As the world is going one step ahead each day to save the world from the menace of climate change, India has missed a series of discussions of 51 countries held in London.
According to a report by Bloomberg Green, India is the only country among the 51 invited nations that did not attend the Conference, said some attendees.
The upcoming COP26 United Nations Conference on Climate Change hosted the meet.
The primary aim of the discussion was to set targets and plan the specificities of the Glasgow Climate Summit. The Glasgow Climate Summit is in the next three months.
According to COP26 president Alok Sharma, this is the last chance to ensure that the global temperature stays below 1.5 C, below the pre-industrial level, among other concerns.

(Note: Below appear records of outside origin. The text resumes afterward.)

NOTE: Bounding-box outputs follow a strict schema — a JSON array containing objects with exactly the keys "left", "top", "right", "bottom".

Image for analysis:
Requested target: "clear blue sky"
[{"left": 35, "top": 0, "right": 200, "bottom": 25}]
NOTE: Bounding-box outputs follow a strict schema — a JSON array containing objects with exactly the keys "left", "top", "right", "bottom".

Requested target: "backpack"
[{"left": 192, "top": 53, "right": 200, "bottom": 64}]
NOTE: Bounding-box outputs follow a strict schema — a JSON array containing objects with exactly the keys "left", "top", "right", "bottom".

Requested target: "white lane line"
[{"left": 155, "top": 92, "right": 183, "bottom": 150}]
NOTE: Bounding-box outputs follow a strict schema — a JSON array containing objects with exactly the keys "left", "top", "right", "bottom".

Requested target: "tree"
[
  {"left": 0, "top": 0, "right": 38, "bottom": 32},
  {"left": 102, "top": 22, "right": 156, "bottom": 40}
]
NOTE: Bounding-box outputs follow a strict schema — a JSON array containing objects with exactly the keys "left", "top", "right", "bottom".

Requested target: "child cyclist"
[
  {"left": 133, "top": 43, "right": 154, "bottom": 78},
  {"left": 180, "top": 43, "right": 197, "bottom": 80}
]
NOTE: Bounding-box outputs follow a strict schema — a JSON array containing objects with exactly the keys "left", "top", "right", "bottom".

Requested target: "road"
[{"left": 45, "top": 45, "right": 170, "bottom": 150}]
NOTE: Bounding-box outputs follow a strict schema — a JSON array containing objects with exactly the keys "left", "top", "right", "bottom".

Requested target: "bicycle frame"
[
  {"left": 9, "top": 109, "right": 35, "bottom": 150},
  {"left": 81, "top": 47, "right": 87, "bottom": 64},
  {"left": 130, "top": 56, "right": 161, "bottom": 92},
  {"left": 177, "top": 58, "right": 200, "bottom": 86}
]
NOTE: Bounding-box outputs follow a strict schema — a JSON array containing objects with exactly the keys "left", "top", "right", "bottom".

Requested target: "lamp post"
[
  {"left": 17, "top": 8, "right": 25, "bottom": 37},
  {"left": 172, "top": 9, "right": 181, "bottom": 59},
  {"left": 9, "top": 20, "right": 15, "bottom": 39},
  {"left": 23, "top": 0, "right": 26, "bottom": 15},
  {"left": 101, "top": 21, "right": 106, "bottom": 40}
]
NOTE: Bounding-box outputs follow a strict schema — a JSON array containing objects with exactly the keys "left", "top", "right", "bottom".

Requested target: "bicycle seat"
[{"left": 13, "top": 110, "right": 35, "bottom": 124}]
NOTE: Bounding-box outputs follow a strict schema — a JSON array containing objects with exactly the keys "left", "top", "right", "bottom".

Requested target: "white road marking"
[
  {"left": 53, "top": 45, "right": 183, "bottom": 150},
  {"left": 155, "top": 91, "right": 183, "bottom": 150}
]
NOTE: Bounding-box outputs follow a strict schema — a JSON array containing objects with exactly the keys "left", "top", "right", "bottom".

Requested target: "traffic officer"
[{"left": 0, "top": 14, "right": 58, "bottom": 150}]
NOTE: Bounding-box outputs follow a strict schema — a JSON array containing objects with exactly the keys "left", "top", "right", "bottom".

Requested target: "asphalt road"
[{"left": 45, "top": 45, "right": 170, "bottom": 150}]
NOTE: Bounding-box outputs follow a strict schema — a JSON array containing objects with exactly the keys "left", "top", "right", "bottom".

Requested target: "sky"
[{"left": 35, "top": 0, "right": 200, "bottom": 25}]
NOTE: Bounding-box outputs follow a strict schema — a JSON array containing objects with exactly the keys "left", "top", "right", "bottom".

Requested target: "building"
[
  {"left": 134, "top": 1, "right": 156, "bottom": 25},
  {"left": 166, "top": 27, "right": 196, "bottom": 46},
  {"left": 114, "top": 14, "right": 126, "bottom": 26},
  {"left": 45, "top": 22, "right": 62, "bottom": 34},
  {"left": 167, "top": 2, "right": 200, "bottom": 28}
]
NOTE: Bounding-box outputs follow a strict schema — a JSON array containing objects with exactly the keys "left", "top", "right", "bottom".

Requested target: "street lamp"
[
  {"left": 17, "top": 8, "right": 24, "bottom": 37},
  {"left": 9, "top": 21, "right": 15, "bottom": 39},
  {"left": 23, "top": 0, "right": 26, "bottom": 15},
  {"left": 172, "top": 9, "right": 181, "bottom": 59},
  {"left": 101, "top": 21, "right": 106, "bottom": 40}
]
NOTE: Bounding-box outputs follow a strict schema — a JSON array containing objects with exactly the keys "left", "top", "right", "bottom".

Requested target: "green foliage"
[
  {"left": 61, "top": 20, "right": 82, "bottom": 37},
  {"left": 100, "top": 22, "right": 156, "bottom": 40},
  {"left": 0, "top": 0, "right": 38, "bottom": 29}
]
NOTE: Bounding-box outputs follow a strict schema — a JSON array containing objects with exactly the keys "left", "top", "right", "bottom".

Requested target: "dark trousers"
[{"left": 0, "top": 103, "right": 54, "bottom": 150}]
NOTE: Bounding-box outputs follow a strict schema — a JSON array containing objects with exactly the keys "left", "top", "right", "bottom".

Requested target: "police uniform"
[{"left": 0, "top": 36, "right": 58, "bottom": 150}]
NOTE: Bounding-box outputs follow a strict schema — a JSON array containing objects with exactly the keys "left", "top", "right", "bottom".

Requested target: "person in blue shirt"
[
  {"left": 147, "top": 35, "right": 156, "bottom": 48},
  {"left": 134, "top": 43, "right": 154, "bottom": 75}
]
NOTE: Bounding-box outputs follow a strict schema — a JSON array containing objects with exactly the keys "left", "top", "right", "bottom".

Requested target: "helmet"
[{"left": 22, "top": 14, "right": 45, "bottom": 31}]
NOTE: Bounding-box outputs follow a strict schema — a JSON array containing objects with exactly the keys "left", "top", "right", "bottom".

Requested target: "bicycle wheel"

In the G20 Energy and Climate Joint Ministerial Meeting, India urged the developed nations to vacate the carbon space and reduce greenhouse gas emissions.
The representative in that meeting, union power, and renewable energy minister Raj Kumar Singh also asserted that India is keeping up with the goals of the Paris Climate Agreement and has also made significant progress concerning the Nationally Determined Contributions (NDCs) targets, reported The Mint.
India also pointed out in the G20 ministerial meeting that the target to reach net-zero emission by mid-century is not enough. Further, it believes that the G20 nations should reduce their Greenhouse gas emissions below the world average before 2030, according to the analysis by Hindustan Times.
Explaining about the mark of absence from this Conference, Gaurav Khare, spokesperson, Ministry of Environment, Forest and Climate Change, said, “We attended the G20 ministerial and made our stand clear. The UK Climate ministerial was right after that.
It was being held in the middle of the Parliament session so it was decided that this time we cannot be present. On an official level, we wanted to participate virtually but we couldn’t because of various technical issues.”
Most nations are committed to reducing greenhouse gas emissions by 2050; hence, the Presidency has affirmed that emerging and developing countries like India and China have to step up to meet the goal and would be pressured to do so.
Tom Evans, a researcher at the think tank E3G said, “With less than 100 days until COP26, India faces a clear decision: follow its friends in favor of an ambitious outcome on climate in Glasgow, or leave itself starkly isolated on the world stage by continuing to oppose the need for accelerated climate action before COP26.”
On the other hand, Ulka Kelkar, director of the Climate Program at World Resources Institute, on a more hopeful note, said, “At COP26, India should be the voice of the vulnerable, and the conscience-keeper for the rich countries.
By proffering even stronger climate action, India can reap the health and economic co-benefits. But we clearly need clean technology partnerships for industrial processes.”